Así llegas, como este
invierno que descansa en un frente frío. Tu dulce piel te guarda del
viento, ese que siempre es frío, ese que viene de la sierra húmeda
y fría como mi recuerdo. ¿Recuerdas como juntabas las palabras? Era
como para no entenderte, como para resbalar en la confusión que
creamos a raudales. Entre un otoño ventoso y un invierno nunca
racionalizado, cobijamos la armoniosa fantasía de estar siempre
presentes.
Otro día llegó. Esperé
como siempre diez o veinte minutos, llegaste acelerada, saludándome,
con tu calor enmohecido, diciéndome: no, nunca nos veríamos más.

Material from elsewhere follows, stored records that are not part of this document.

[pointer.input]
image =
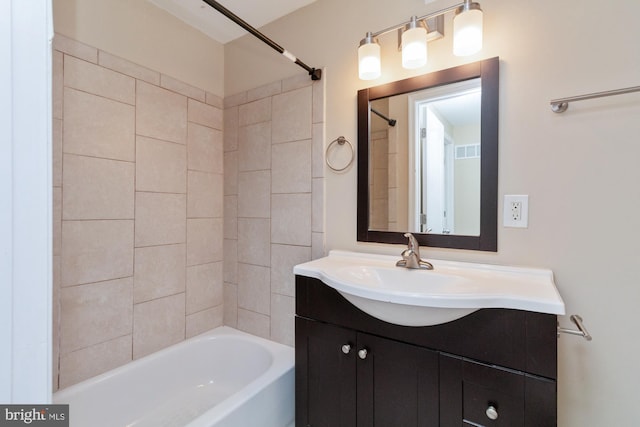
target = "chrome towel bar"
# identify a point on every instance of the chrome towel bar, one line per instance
(560, 105)
(341, 140)
(582, 331)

Colgaste tus brazos en mi cuello. Te fuiste volteando, siempre
volteando te fuiste. Ahora, ahora que estas lejos, lejos, lejos, el
invierno gélido que te cubre, no es parte del recuerdo. Tu estancia
en mi ciudad fue la perdida que vuelve ausencia, huida magistral de
lo oculto, no de la magia, es parte de la imposible claridad, con
nuestras dudas, con nuestras ansias que ahora se prolongan en
diferentes latitudes.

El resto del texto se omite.